In [37]:
import json

# Demonstration of how to load a file that contains secrets without accidentally leaking those secrets
with open('C:\\Users\\aznma\\Documents\\Github Projects\\DATA320\\credentials.json') as f:
    data = json.load(f)

    # If you want your data to be secure, don't print this variable out!
    # Jupyter will retain a cached version of any printed data and it can be
    # accidentally committed to version control.
    secret_key = data['mongodb']

# We can safely print the length of the secret key.
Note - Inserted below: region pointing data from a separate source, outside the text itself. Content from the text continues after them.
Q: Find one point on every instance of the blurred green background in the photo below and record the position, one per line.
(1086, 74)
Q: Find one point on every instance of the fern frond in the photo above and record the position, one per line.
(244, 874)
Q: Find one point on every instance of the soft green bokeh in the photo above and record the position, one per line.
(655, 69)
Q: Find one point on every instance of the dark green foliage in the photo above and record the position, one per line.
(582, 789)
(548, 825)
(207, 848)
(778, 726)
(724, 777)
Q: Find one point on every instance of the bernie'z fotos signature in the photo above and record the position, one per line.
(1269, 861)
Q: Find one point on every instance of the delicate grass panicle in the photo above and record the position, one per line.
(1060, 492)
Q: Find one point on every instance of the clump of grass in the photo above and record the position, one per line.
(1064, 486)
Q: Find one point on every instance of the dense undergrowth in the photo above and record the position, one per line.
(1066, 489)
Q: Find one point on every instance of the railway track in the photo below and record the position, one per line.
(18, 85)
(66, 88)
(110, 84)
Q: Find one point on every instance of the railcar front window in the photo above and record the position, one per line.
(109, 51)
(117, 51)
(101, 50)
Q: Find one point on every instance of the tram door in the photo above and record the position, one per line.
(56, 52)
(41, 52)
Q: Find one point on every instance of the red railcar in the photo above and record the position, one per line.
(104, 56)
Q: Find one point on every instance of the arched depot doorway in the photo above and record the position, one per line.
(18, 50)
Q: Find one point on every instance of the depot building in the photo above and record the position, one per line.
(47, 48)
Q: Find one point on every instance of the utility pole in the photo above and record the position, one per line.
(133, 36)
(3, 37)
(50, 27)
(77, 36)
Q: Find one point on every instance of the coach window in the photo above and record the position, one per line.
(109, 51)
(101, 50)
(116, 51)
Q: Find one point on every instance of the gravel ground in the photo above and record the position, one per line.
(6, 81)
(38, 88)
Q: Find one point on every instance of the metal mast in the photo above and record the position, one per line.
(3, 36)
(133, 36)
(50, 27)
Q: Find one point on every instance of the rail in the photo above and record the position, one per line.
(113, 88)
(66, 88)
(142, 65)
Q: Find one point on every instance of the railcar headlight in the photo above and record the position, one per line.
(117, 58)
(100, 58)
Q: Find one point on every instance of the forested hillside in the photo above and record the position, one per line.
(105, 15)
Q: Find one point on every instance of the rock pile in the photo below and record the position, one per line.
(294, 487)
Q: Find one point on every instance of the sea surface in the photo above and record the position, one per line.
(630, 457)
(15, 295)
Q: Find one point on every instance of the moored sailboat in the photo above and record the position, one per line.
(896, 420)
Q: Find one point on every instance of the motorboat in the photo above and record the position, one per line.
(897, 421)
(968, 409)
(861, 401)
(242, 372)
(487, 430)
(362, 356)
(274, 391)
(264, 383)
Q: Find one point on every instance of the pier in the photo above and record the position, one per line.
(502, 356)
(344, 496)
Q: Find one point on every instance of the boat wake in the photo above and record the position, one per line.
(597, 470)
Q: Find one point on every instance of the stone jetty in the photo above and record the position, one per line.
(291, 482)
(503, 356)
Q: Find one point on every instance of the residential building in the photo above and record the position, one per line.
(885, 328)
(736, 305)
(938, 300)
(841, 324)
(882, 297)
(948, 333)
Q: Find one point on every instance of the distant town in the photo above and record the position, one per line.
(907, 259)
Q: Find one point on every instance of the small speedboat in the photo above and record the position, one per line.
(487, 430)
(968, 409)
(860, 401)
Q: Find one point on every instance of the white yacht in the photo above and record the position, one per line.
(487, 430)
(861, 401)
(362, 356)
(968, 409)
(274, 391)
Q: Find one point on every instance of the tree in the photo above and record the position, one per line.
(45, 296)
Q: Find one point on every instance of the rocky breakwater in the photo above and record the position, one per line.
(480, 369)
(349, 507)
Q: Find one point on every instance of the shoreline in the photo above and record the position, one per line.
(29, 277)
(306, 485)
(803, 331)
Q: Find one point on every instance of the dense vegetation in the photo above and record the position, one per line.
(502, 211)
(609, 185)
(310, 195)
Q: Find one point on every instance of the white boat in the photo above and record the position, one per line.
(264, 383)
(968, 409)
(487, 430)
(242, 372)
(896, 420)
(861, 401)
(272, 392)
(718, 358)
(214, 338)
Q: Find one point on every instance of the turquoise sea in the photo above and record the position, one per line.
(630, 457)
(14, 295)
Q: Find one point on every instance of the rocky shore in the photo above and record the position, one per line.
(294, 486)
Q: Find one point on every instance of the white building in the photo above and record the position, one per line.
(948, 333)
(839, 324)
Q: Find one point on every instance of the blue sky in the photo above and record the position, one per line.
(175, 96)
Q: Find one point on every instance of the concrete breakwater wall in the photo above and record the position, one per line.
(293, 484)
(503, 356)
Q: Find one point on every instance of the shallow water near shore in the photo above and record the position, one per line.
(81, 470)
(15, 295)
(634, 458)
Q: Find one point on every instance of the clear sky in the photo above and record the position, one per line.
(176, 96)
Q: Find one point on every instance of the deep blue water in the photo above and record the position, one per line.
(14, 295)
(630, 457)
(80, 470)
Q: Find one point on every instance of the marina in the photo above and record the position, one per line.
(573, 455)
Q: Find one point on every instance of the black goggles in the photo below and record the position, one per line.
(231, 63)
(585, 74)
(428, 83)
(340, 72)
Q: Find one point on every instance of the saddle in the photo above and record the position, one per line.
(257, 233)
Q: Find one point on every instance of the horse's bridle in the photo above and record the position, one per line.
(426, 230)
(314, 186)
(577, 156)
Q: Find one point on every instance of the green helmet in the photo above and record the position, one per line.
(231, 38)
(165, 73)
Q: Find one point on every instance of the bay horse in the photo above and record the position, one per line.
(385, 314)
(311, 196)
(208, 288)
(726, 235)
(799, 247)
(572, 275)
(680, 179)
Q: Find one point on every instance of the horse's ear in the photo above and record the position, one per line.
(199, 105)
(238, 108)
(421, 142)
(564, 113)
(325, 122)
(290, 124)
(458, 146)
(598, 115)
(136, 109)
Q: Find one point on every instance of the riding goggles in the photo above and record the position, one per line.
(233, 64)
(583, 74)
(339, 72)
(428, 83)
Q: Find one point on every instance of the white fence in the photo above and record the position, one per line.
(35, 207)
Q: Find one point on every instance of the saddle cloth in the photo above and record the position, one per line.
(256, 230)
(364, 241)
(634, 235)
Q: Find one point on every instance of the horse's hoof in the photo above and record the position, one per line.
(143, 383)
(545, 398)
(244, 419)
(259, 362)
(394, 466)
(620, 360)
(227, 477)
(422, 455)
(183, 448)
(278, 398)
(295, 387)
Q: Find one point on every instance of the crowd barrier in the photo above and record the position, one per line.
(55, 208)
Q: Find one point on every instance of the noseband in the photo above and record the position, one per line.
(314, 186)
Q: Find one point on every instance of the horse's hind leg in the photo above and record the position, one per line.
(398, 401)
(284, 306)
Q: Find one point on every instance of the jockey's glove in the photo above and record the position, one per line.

That won't leak any sensitive information.
print(f"My secret key is {len(secret_key)} characters in length.")

My secret key is 73 characters in length.


In [38]:
import pymongo
import certifi

# Connect to the database using known good certificates
client = pymongo.MongoClient(secret_key, tlsCAFile=certifi.where())
print(f"Using MongoDB version {client.server_info()['version']}.")

# Check what databases exist on this server
all_databases = client.list_database_names()
print(f"This MongoDB server has the databases {all_databases}")

# If we know the correct database to talk to, we connect like this:
data320 = client['data320']

# Here is the list of collections within my database
all_collections = data320.list_collection_names()
print(f"This database has the collections {all_collections}")

Using MongoDB version 8.0.15.
This MongoDB server has the databases ['data320', 'admin', 'local']
This database has the collections ['imdb_flawed', 'metacritic']


In [41]:
import pandas as pd

# Retrieve all records from a collection - this can be a large amount of data!
cursor = data320["imdb_flawed"].find()

# Convert this information into a Pandas dataframe
imdb_flawed = pd.DataFrame(cursor)

# Make sure we've read the information correctly
imdb_flawed.head()

Unnamed: 0,_id,id,title,runtime,user_rating,votes,mpaa_rating,release_date,budget,opening_weekend,gross_sales,genres,cast,director,producer,company
0,68f98887ce51f7d703653539,77631,Grease,110.0,7.2,265183,TV-14::(D),6/13/1978,6000000.0,60759.0,394955690.0,"Comedy, Musical, Romance","John Travolta, Olivia Newton-John, Stockard Ch...",Randal Kleiser,"Allan Carr, Neil A. Machlis, Robert Stigwood","Paramount Pictures, Robert Stigwood Organizati..."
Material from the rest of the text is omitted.